Etched, a startup building chips purpose-built to run a single AI model architecture, has raised $800 million in fresh funding that values the company at roughly $5 billion. The round, led by trading giant Jane Street and a venture arm affiliated with Taiwan Semiconductor Manufacturing Company, is one of the largest dedicated AI chip financings of the year and signals that a contrarian bet on specialized silicon is gaining serious institutional support.
The company, founded two years ago by a small group of engineers who previously worked on transformer accelerators at major labs, has staked its entire product strategy on what it calls a “locked architecture” approach. Rather than building a general-purpose GPU competitor, Etched’s flagship Sohu chip is designed from the silicon up to execute one specific model architecture at maximum throughput. The trade-off is narrower applicability, but the company claims performance gains that are difficult for general-purpose hardware to match.
According to Bloomberg, the latest funding brings Etched’s reported forward-order book to roughly $1 billion in committed customer purchases, a figure that would have been unthinkable for a chip startup at this stage just two years ago. The company says it expects first silicon to sample with select customers in the fourth quarter of this year, with volume shipments beginning in early 2027.
Why a locked architecture matters
The pitch behind Etched’s bet is that the AI workload has converged. Most of the meaningful progress in model capability over the past three years has come from variations on the transformer architecture, and that convergence has created an opening for silicon that optimizes for one workload rather than trying to be flexible across many. General-purpose GPUs excel at flexibility, but they pay a steep efficiency tax when workloads are predictable.
Etched claims that by stripping out the flexibility, its chip can run the target architecture at multiple times the tokens-per-second of comparable GPUs while drawing a fraction of the power. The numbers are aggressive enough that several large customers have reportedly placed non-binding reservations just to lock in early access, even before production silicon has been demonstrated to external evaluators.
The investor lineup
The composition of the round is itself a signal. Jane Street, the algorithmic trading firm, has emerged as one of the most active strategic investors in AI infrastructure, with stakes in several chip companies and model labs. Its presence in the Etched round suggests a view that the economics of AI compute are about to bifurcate, with general-purpose providers competing on flexibility and specialized providers competing on unit economics.

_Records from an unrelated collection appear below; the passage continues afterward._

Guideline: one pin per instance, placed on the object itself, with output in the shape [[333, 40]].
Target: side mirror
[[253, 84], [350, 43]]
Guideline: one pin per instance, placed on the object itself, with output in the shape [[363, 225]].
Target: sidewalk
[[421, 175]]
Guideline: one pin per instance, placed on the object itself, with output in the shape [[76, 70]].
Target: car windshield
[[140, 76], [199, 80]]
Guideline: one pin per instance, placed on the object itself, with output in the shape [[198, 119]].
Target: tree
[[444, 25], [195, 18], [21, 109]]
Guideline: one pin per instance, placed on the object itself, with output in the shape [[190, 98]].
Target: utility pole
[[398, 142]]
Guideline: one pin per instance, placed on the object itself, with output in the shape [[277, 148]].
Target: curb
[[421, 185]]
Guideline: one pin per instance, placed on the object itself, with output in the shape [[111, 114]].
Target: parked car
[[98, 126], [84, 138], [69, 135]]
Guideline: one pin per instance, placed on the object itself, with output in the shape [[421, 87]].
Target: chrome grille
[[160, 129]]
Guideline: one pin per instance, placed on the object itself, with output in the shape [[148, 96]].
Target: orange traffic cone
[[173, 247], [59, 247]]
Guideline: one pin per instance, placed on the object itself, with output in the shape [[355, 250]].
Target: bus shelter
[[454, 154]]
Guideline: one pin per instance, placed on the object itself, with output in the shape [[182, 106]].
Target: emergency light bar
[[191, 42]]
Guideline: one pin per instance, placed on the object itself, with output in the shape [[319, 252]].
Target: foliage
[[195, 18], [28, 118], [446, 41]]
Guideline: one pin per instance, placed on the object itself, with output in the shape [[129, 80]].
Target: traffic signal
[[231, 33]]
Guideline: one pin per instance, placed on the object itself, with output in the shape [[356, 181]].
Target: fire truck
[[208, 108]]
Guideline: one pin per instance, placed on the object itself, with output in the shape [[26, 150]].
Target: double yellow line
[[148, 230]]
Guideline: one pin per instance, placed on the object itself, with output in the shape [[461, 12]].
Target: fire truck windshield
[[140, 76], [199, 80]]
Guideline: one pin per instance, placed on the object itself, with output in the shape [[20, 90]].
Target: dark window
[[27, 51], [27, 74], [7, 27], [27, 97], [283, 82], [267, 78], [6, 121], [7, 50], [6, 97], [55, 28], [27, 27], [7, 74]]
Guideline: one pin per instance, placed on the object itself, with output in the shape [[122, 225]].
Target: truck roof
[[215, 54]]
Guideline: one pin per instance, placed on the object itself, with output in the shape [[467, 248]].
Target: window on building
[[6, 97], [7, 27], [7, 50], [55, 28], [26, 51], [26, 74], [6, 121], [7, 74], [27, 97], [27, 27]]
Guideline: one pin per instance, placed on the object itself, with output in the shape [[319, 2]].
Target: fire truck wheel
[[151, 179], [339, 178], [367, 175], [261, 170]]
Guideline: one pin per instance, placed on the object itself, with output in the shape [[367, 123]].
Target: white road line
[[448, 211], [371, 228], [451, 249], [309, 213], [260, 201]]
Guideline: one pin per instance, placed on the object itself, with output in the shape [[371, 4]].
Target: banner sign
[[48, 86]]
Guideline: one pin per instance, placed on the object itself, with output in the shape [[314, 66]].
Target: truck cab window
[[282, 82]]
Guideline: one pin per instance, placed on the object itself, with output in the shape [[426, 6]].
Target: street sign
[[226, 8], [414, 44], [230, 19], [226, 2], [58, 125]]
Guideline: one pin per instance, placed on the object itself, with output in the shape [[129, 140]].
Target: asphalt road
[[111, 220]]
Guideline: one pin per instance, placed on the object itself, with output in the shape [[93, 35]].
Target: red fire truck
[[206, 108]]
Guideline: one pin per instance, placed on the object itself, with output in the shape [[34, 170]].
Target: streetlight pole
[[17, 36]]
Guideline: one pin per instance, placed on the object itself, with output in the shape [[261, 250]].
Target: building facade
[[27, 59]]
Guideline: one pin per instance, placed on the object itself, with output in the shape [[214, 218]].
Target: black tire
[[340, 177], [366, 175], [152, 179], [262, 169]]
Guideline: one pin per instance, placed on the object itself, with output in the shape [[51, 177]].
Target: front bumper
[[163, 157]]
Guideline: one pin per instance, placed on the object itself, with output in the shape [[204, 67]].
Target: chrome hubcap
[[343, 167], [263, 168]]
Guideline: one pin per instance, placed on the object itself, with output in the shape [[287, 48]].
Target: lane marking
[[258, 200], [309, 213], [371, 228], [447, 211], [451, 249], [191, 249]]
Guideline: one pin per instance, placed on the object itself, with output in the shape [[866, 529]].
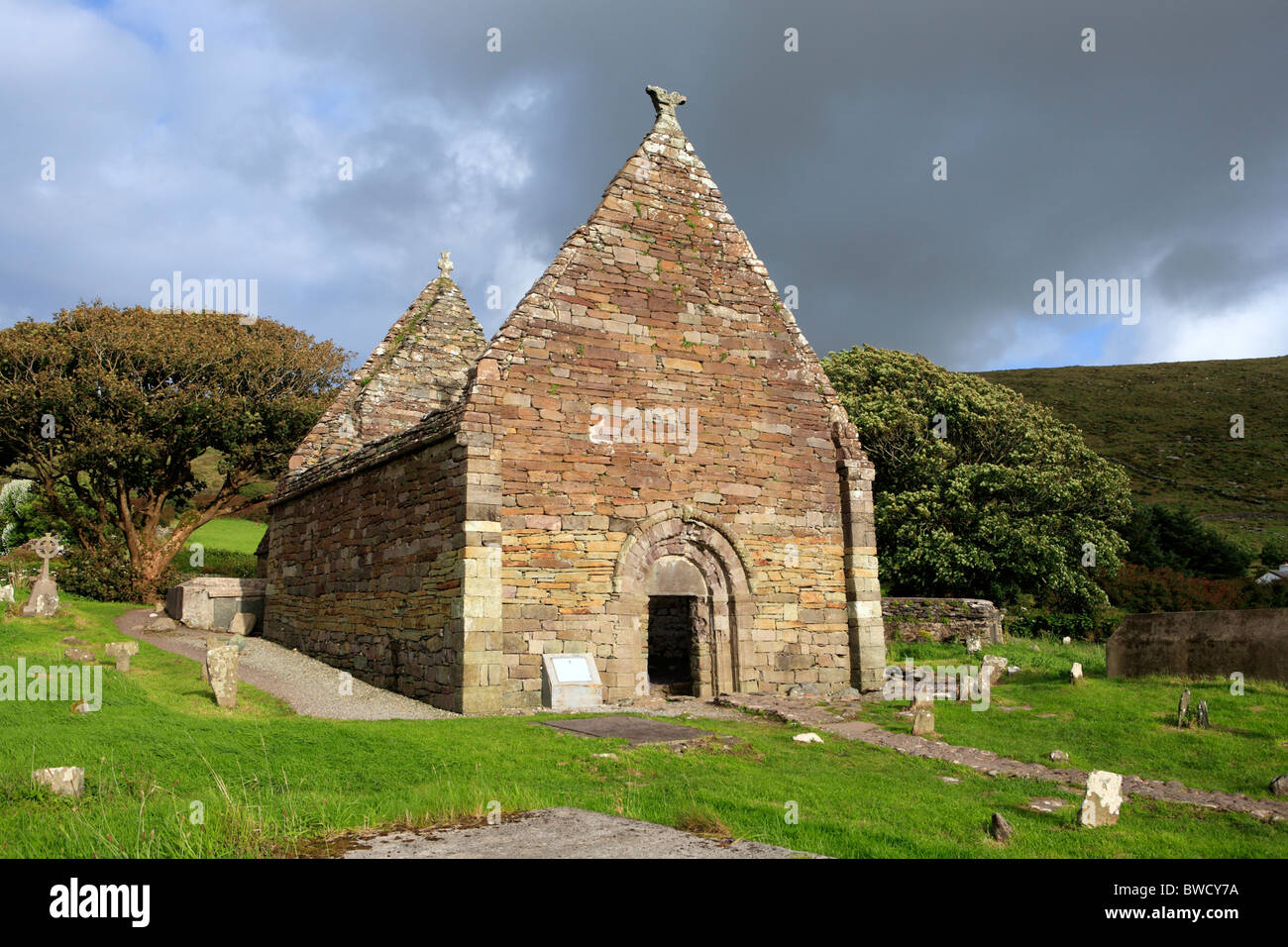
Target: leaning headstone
[[1103, 800], [1000, 828], [222, 672], [922, 723], [64, 781], [992, 671], [123, 652], [44, 592]]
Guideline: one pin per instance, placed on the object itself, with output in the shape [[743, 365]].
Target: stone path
[[804, 711], [310, 686], [563, 832]]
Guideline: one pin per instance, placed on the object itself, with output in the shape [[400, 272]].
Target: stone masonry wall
[[940, 618], [660, 303], [365, 573]]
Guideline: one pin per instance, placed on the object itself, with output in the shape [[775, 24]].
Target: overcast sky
[[224, 162]]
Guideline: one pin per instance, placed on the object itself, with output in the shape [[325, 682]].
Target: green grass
[[230, 535], [1124, 725], [271, 781], [1170, 424]]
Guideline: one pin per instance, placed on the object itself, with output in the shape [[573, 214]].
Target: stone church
[[645, 464]]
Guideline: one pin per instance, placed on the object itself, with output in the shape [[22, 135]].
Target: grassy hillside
[[1170, 425]]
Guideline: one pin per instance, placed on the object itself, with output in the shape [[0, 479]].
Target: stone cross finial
[[47, 548], [665, 102]]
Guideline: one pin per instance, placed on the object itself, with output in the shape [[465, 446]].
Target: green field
[[1170, 425], [269, 783], [1124, 725]]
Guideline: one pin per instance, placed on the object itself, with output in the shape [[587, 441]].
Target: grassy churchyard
[[171, 775]]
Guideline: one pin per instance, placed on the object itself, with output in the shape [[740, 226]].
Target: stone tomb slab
[[636, 731]]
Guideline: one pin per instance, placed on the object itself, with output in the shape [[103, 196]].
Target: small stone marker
[[571, 682], [64, 781], [123, 652], [1000, 828], [922, 723], [222, 672], [992, 671], [44, 592], [1103, 800]]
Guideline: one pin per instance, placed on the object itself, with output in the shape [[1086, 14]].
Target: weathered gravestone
[[1103, 800], [64, 781], [222, 672], [992, 671], [123, 652], [1000, 828], [44, 591], [922, 723]]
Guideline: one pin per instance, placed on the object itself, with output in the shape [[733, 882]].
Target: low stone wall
[[940, 618], [1252, 642], [210, 602]]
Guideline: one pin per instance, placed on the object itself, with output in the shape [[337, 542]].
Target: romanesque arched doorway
[[686, 607]]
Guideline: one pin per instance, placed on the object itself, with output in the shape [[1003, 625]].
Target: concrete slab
[[636, 729], [562, 832]]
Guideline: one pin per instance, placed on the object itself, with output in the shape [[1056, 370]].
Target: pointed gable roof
[[662, 265], [419, 368]]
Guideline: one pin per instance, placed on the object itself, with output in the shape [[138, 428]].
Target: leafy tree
[[1004, 504], [106, 408], [1274, 553], [21, 515], [1173, 538]]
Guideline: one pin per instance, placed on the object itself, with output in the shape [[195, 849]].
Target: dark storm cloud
[[1107, 163]]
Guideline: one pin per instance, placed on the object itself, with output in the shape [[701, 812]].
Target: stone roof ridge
[[419, 368]]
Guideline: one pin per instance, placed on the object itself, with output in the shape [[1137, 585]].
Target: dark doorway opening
[[670, 643]]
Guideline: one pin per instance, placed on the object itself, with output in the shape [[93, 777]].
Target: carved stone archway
[[695, 556]]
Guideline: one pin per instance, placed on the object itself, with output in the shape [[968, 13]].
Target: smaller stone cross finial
[[47, 548], [665, 102]]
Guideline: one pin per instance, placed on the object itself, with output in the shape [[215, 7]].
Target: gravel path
[[310, 686], [990, 763], [563, 832]]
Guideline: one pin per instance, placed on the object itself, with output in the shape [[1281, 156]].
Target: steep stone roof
[[666, 289], [420, 368]]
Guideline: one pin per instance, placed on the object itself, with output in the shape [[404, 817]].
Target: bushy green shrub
[[106, 575]]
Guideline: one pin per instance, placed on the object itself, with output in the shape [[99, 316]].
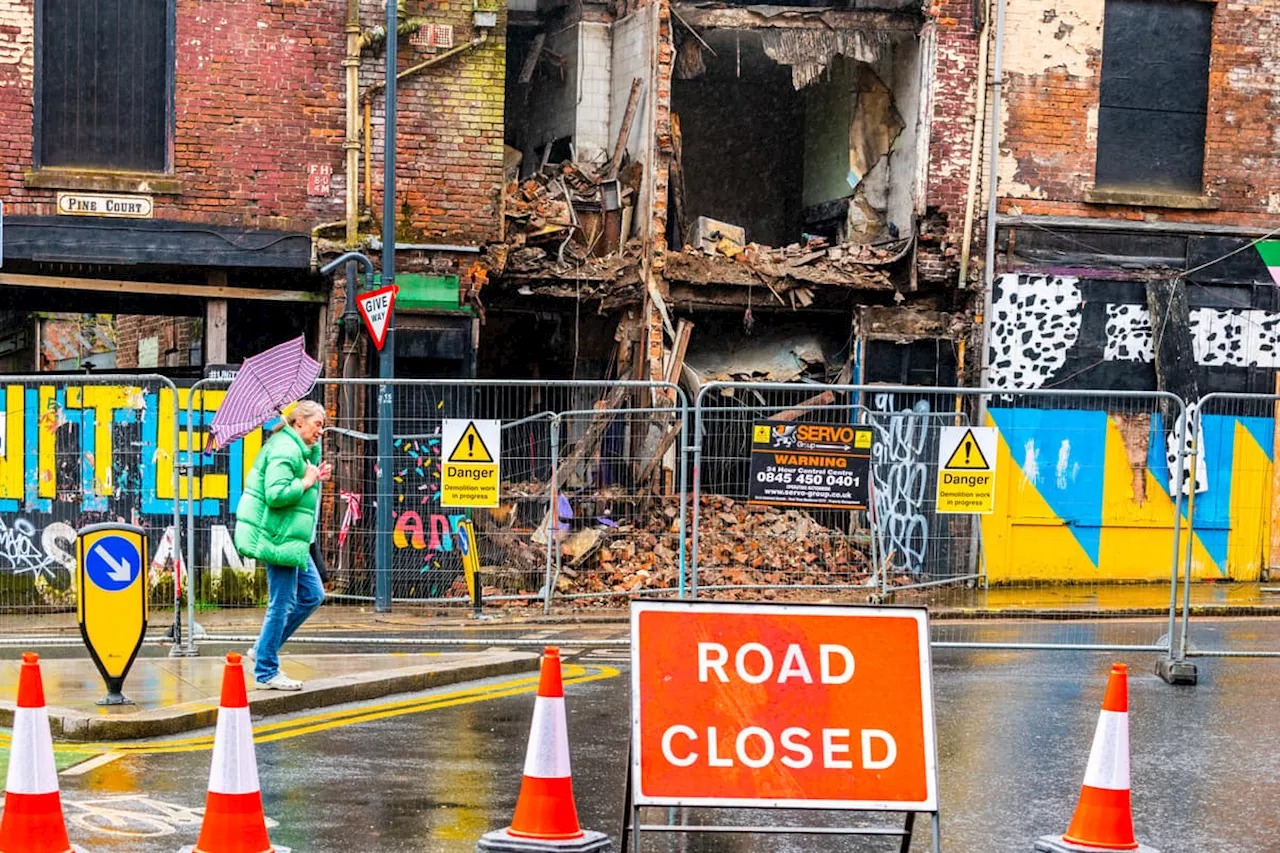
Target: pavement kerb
[[72, 725]]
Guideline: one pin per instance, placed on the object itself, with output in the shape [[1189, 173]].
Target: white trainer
[[279, 682]]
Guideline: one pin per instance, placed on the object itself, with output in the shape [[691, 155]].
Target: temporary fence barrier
[[1235, 537], [78, 450], [1059, 550], [588, 468]]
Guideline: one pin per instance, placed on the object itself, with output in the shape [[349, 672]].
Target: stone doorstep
[[69, 724]]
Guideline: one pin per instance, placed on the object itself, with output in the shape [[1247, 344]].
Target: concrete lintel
[[796, 18]]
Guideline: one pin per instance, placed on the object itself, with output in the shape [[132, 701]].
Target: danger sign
[[471, 455], [782, 706], [967, 470], [375, 306]]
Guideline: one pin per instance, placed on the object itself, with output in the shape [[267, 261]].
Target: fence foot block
[[1176, 671]]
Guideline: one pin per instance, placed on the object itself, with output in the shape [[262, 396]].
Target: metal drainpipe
[[988, 274], [352, 141]]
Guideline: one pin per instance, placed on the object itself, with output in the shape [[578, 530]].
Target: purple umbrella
[[263, 386]]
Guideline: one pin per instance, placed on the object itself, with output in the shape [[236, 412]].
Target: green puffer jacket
[[275, 516]]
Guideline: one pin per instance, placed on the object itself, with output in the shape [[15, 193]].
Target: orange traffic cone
[[1104, 820], [32, 807], [545, 815], [233, 812]]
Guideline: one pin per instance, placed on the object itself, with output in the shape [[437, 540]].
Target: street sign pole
[[387, 356]]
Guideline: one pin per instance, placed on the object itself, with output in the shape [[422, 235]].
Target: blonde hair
[[304, 410], [295, 413]]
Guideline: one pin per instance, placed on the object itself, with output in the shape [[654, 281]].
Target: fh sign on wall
[[782, 706]]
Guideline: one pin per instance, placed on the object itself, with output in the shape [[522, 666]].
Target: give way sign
[[375, 306]]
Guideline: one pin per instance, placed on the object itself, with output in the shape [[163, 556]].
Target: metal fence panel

The TSMC-affiliated venture arm’s participation is perhaps more telling. TSMC manufactures the vast majority of advanced AI chips today, and its venture investments tend to track where the company believes future wafer demand will go. A TSMC-linked bet on a locked-architecture startup is a quiet signal that the foundry sees room in its roadmap for high-volume specialty designs alongside the dominant GPU business.
“Specialty silicon is no longer a curiosity. It is a category. The same way that ARM processors coexisted with x86 in the data center, we expect to see a tier of purpose-built AI chips that don’t try to be GPUs at all.”
Competitive landscape
Etched is not the only company pursuing a specialized-silicon strategy. Cerebras, Groq, SambaNova, and a long tail of well-funded startups have all made similar arguments, and several have already shipped production hardware. The difference Etched is betting on is the depth of the lock-in: most competitors retain the ability to run multiple model architectures with varying degrees of efficiency, while Etched has explicitly given up that flexibility in exchange for extreme performance on the target workload.
The bull case is that this trade-off becomes more attractive as model architectures stabilize. If the transformer family remains dominant for the foreseeable future, customers have an economic incentive to buy the chip that runs transformers best, even if it cannot run anything else. The bear case is that the next architectural shift, whatever form it takes, will leave locked-architecture chips stranded with the wrong workload hardwired in.
What customers are signing up for
Etched’s reported customer pipeline includes a mix of large model labs, inference providers, and at least one major cloud platform. The company has been deliberately quiet about specific names, in part because some of its largest reservations are still conditional on silicon performance meeting published targets. The funding round gives the company enough runway to absorb the cost of any early silicon revisions without renegotiating customer contracts.
For the broader AI infrastructure market, the Etched round is the latest data point in a story that has been building for two years: general-purpose GPUs are not the only game in town, and the economics of running frontier models at scale are starting to favor purpose-built hardware for specific deployment profiles. Whether Etched becomes the leading example of that trend or merely an early one will depend on how the next twelve months of silicon and software development unfold.
For now, the company has the capital, the manufacturing partner, and a customer pipeline large enough to validate the business model in principle. The hard part, as always with chip companies, is execution.